This weekend will see the climax of a NASA space mission to Mars which will probe the planet's atmosphere, and find what prompted the atmosphere to change dramatically around 4 billion years ago.
The Mars atmosphere and volatile evolution mission (Maven) will begin its final descent into Mars' orbit on Sunday, after a 10-month, 442-million mile journey to Mars that began in November.
The Maven mission is dedicated to exploring Mars' upper atmosphere, to give researchers a better understanding of how the planet's climate has changed. Previous missions have found evidence that Mars had a warm and temperate climate that could support liquid water. Researchers want to know why, several billion years later, the planet's climate is cold and dry, and unable to support water in a stable state.
Maven will take readings at the boundary between Mars' atmosphere and outer space, taking readings of its chemical composition, solar energy levels, and the rate at which gasses escape.
Researchers hope they can build up a picture showing how the planet's atmosphere eroded, and, importantly, why. They may also glean important information about whether bacteria or other microbes once existed on Mars, which could boost the drive to send humans on voyages to Mars by the mid-2030s.
Jim Green, director of NASA's Planetary Science division, said: "For humans to go to Mars it's not like Star Trek. It's really the planetary scientists that are blazing the trail for us to understand everything about Mars we need to for humans to be able to land safely and explore.

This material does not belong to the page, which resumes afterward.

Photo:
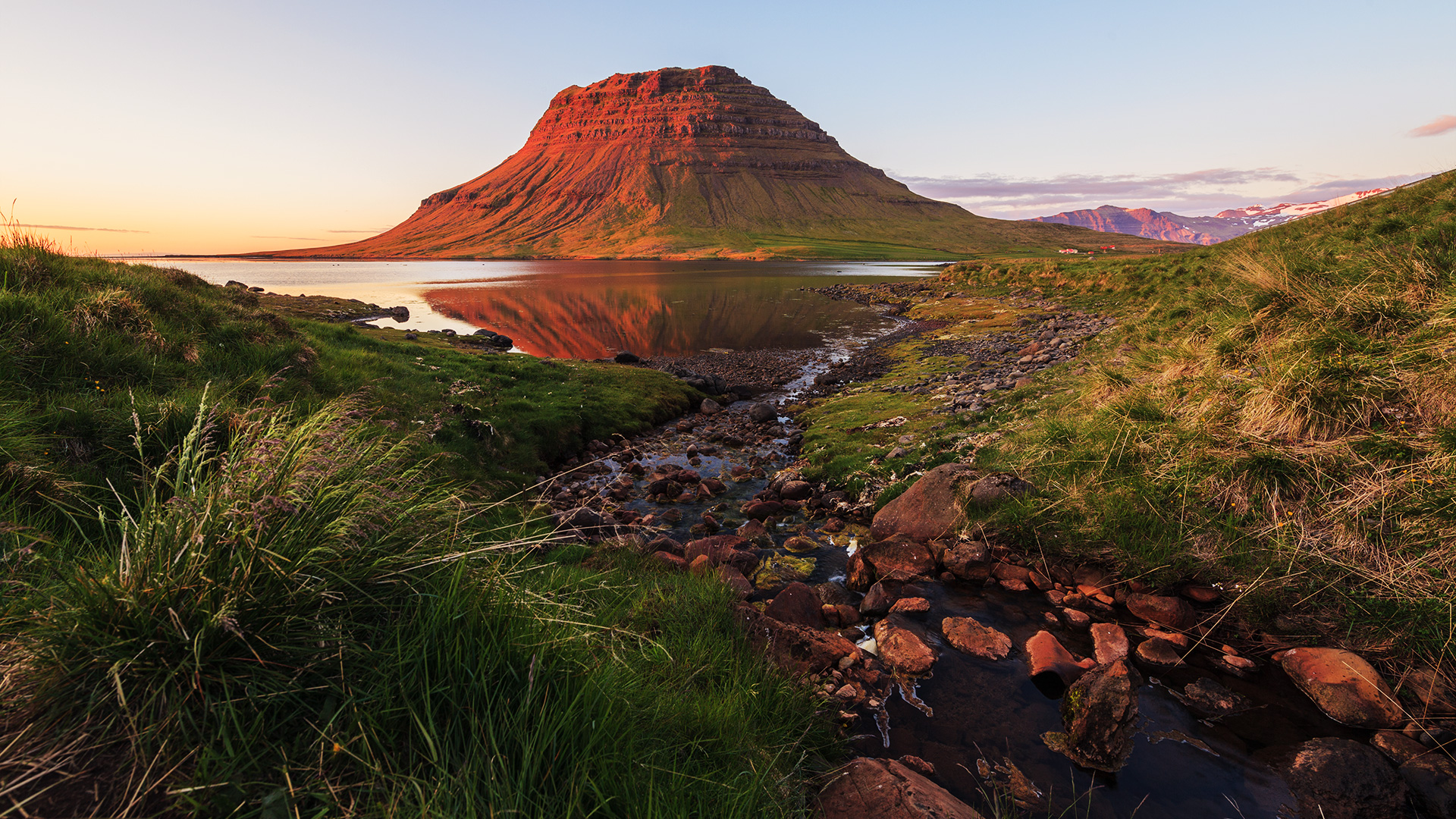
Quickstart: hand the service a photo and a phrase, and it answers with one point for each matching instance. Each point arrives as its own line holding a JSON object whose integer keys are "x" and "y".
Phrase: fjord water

"Together, robotics and humans will pioneer the Red Planet and the solar system to help some of humanity's fundamental questions about life beyond Earth. I'm all pins and needles. This is a critical event."
The final part of Maven's descent into the Mars' orbit will take 33 minutes. The spacecraft needs to slow down from the 4.7 kilometres per second (10,500mph) it travels at in space, to 1.2km per second (2,700mph) so it can be held in Mars' gravity and enter its orbit.
The $671m spacecraft (£411.9m, 522.9m) will become the sixth NASA spacecraft to successfully achieve Mars orbit, or the fourth spacecraft to fail in its mission.
An Indian Mars orbiter – Mars Orbiter Mission (MOM), nicknamed Mangalyaan – will also try to enter Mars' orbit on Tuesday.